Thomas Siniecki, Media365 : publié le jeudi 30 mai 2024 à 10h43

Vahine Fierro vient inévitablement de grimper de plusieurs rangs dans la hiérarchie des favorites pour Paris 2024. Il lui reste un peu moins de deux mois pour faire le vide et gérer la pression.

S'imposer sur la mythique vague de Teahupo'o à deux mois de Paris 2024, là où les épreuves olympiques auront à nouveau lieu, ce n'est forcément pas anodin pour Vahine Fierro, première Française de l'histoire à remporter ainsi le Tahiti Pro. Au meilleur des moments, puisqu'elle frappe un grand coup psychologique face à la concurrence en vue du grand rendez-vous (du 27 au 30 juillet), elle qui réalise une véritable surprise puisqu'elle évolue habituellement sur le circuit inférieur. En locale, Fierro a simplement démontré toute sa connaissance de cet environnement hostile et tant redouté, un des pires dans le monde du surf puisque la compétition féminine y était même interdite de 2006 à 2021.

"Teahupo'o m'a donné la vague, il m'a suffi de faire confiance à l'océan"

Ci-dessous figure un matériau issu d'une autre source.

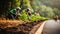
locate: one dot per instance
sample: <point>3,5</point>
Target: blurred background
<point>46,8</point>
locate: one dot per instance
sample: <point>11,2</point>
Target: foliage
<point>24,15</point>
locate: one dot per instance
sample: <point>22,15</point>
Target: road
<point>49,27</point>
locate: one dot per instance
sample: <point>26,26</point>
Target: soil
<point>18,28</point>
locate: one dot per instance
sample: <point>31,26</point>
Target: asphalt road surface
<point>49,27</point>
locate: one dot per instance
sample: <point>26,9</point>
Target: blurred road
<point>49,27</point>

A 24 ans, elle savoure mais veut surtout surfer sur la vague : "On s'y prépare tous les jours avec Jérémy Florès, notre manager de l'équipe de France, ainsi que les autres surfeurs engagés Kauli Vaast, Johanne Defay et Joan Duru. Cette compétition, c'était un entraînement pour nous. J'ai gagné, mais je pourrais avoir des conditions plus petites ou plus grosses cet été. Il va falloir continuer à s'entraîner avec l'équipe pour être la meilleure, peu importe les conditions."

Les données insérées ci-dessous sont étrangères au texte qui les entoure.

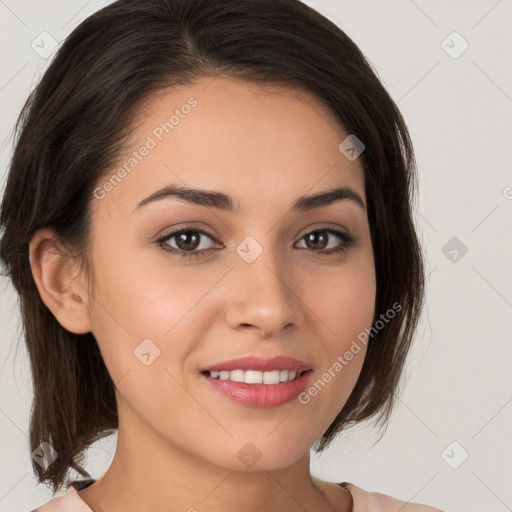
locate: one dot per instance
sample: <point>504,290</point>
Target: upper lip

Du premier tour jusqu'à la finale, sa démonstration générale a été un modèle du genre, avec un moment particulièrement fort en demies lorsque la Brésilienne Tatiana Weston-Webb reprenait l'avantage à seulement deux minutes de la fin du décompte : "J'avais chuté quatre fois dans le lagon, j'avais cassé ma planche, mais je suis revenu au pic. Je l'ai vu prendre sa vague notée 10 par les juges juste devant moi, il me restait juste le temps d'en prendre une. J'y croyais encore... Teahupo'o m'a donné la vague, il m'a suffi de faire confiance à l'océan." Elle a "mal partout" et "n'arrive plus à parler", mais le jeu en valait la chandelle : "J'ai pris les plus belles vagues de ma vie comme les plus belles gamelles. C'est grâce à tout le monde que j'en suis arrivée là."